Le 6 novembre 2004, la situation atteint un point critique lorsque deux avions de chasse ivoiriens (des Sukhoi-25) attaquent un camp de l’armée française situé à Bouaké. L’assaut coûte la vie à 9 soldats français et à un civil américain. La France réagit immédiatement en détruisant les deux avions ivoiriens ainsi que toute la flotte aérienne des Forces armées ivoiriennes, dans le but, selon le président français Jacques Chirac, de “les priver de capacité offensive”. Ce jour-là, les médias ivoiriens annoncent en continu que la flotte aérienne du pays est anéantie, augmentant les tensions au sein de la population.

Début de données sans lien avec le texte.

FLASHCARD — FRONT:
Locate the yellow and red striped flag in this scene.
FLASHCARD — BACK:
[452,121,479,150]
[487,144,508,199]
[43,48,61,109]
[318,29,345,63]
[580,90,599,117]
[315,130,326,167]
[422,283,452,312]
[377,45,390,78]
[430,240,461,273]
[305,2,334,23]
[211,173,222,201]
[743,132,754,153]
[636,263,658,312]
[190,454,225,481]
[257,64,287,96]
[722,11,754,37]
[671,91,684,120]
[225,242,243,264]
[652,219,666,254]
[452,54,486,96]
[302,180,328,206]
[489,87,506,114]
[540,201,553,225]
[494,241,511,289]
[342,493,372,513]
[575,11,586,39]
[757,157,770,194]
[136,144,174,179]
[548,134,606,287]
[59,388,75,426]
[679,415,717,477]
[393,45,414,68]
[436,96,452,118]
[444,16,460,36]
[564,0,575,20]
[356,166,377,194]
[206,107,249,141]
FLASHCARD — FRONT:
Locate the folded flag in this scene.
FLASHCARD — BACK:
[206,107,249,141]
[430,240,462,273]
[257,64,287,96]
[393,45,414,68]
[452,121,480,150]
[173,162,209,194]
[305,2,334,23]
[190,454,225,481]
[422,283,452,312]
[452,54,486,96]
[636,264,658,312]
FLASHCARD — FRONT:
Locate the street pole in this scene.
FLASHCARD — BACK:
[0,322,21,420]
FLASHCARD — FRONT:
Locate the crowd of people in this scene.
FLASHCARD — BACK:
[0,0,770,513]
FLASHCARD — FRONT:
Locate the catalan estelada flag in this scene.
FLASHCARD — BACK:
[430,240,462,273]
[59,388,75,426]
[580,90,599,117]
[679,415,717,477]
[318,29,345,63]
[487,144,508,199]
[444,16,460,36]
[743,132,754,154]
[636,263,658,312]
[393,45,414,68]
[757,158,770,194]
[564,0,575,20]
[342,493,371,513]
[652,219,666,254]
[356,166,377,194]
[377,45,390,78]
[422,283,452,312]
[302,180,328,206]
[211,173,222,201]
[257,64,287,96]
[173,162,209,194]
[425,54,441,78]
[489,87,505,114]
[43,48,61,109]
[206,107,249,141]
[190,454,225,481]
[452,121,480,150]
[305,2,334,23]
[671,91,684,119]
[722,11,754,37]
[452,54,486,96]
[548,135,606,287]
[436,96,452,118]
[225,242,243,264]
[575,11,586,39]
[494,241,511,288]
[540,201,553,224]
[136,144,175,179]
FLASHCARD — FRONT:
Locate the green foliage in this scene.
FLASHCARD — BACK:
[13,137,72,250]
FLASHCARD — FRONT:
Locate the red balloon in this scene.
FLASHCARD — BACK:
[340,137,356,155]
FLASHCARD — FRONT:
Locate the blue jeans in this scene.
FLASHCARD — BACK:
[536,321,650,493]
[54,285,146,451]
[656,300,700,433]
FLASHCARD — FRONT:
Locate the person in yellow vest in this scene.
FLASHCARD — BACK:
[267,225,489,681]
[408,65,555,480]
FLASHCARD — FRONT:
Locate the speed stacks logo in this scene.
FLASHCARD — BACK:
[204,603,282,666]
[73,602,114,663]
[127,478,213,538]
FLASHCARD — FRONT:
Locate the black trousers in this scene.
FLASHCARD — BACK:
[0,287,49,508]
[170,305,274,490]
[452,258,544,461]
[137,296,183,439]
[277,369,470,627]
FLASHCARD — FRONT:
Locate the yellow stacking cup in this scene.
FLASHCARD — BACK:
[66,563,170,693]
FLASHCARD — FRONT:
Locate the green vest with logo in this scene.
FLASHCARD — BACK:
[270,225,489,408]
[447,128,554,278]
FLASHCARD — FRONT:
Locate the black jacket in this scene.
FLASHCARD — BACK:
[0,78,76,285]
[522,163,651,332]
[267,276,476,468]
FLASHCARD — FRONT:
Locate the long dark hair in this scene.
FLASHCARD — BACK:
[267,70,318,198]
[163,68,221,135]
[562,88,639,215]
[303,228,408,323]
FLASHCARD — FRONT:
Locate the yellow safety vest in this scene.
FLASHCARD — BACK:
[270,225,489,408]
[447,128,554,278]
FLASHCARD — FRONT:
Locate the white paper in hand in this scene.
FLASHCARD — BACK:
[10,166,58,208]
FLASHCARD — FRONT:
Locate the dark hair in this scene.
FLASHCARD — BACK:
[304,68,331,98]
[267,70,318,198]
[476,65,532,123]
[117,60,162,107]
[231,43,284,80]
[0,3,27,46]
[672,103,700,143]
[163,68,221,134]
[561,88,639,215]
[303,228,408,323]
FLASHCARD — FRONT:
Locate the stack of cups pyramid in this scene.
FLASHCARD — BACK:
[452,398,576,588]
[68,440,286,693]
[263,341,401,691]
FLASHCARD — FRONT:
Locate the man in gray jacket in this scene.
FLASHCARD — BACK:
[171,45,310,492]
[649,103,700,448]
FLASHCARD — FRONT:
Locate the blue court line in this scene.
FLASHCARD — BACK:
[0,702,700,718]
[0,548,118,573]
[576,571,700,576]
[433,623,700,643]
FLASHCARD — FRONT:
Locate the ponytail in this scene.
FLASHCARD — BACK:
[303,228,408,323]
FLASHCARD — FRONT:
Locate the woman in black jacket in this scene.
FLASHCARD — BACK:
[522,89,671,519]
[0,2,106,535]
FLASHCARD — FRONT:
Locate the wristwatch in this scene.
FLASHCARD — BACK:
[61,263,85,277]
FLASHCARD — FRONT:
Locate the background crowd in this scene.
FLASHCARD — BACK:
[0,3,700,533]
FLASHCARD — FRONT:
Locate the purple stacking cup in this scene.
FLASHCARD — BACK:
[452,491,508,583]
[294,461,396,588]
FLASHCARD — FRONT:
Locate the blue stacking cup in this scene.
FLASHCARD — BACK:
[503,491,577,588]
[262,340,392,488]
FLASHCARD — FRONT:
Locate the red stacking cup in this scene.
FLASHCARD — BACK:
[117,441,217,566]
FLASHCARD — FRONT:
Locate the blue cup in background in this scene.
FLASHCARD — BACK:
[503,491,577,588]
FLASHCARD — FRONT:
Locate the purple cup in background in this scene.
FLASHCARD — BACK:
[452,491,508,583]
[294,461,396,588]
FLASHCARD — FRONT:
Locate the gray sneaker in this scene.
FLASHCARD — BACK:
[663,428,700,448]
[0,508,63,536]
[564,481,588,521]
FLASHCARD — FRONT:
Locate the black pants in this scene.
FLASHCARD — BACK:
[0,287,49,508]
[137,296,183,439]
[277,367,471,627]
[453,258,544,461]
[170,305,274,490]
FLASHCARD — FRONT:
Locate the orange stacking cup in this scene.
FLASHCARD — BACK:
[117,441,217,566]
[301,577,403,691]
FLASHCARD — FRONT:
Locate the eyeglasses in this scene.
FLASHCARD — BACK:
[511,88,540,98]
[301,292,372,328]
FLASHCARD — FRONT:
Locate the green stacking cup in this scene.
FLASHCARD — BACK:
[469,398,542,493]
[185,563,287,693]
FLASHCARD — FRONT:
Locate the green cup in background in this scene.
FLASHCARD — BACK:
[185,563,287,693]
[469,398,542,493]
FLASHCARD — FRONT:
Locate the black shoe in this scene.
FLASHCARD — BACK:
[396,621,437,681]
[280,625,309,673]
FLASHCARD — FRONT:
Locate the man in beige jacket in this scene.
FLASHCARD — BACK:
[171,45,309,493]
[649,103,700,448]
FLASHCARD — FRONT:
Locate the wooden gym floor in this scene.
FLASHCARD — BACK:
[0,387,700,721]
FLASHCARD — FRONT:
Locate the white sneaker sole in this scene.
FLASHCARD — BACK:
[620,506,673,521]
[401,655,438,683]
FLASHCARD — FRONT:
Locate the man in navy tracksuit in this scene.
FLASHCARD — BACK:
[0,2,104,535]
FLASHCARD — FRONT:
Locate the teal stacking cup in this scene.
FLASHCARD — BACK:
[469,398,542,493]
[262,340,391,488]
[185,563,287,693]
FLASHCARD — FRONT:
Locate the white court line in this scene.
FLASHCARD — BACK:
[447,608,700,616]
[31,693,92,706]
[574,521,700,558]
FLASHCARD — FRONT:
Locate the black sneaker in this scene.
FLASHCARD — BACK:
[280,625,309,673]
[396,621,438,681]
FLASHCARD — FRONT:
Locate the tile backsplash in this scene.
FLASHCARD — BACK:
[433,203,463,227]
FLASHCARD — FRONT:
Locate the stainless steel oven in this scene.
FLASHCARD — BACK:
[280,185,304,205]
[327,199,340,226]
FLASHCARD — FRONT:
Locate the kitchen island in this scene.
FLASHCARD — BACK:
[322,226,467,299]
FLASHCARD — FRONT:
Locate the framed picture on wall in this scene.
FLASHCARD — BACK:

En réaction, de nombreuses manifestations éclatent à Abidjan, où les ressortissants français deviennent des cibles de la colère populaire.
Une intervention tendue à l’hôtel Ivoire
Les tensions ne font qu’augmenter dans les jours suivants. Au matin du 8 novembre, des chars français se dirigent vers l’hôtel Ivoire, officiellement pour sécuriser les ressortissants français qui s’y trouvent. Cependant, leur présence à proximité de la résidence présidentielle suscite suspicion et colère parmi les habitants du quartier, qui y voient une tentative de coup d’État déguisée. La tension monte encore d’un cran lorsque, le 9 novembre, des manifestants se rassemblent autour de l’hôtel Ivoire pour exprimer leur désaccord face à ce qu’ils perçoivent comme une ingérence étrangère.
Dans cette atmosphère tendue, des coups de feu éclatent. Les soldats français tirent et font de nombreux morts. 57 pour le bilan ivoirien et une vingtaine du côté de Paris.
Bilan et zones d’ombre persistantes
Dans cette atmosphère tendue, des coups de feu éclatent. Les soldats français tirent et font de nombreux morts. 57 pour le bilan ivoirien et une vingtaine du côté de Paris. Cet épisode dramatique a laissé de nombreuses questions sans réponse, et les enquêtes menées jusqu’ici n’ont pas permis de désigner des responsables. Comme l’attaque de Bouaké, les événements de l’hôtel Ivoire restent une énigme de cette crise ivoirienne qui jusqu’à là n’ont pas eu de réponses.
Un procès pour faire la lumière sur le bombardement de Bouaké en 2004
Le procès pour le bombardement de Bouaké en 2004 s’ouvre à Paris à partir du lundi 29 mars 2021, cherchant à clarifier les circonstances de cet événement, qui a engendré une crise entre la France et la Côte d’Ivoire. Jugés par contumace, le Biélorusse Yury Sushkin et deux officiers ivoiriens, Ange Magloire Gnanduillet Attualy et Patrice Ouei, sont accusés d’avoir orchestré l’attaque et risquent la réclusion à perpétuité.
Selon les rapports, l’incident avait conduit à l’arrestation de mercenaires, libérés peu après sur ordre français, avec pour priorité de protéger les ressortissants français en Côte d’Ivoire.
Les autorités françaises évoquent une erreur de l’armée ivoirienne, mais les familles des victimes et des partisans de Laurent Gbagbo soupçonnent une manipulation française destinée à déstabiliser son régime au profit d’Alassane Ouattara, arrivé au pouvoir en 2011 avec le soutien de Paris.
Aujourd’hui encore, 20 ans après, de nombreux Ivoiriens se souviennent de ces incidents en partageant des témoignages et en rappelant l’érection d’un monument des Martyrs à Abidjan, symbole de cette période difficile et pourtant largement oublié.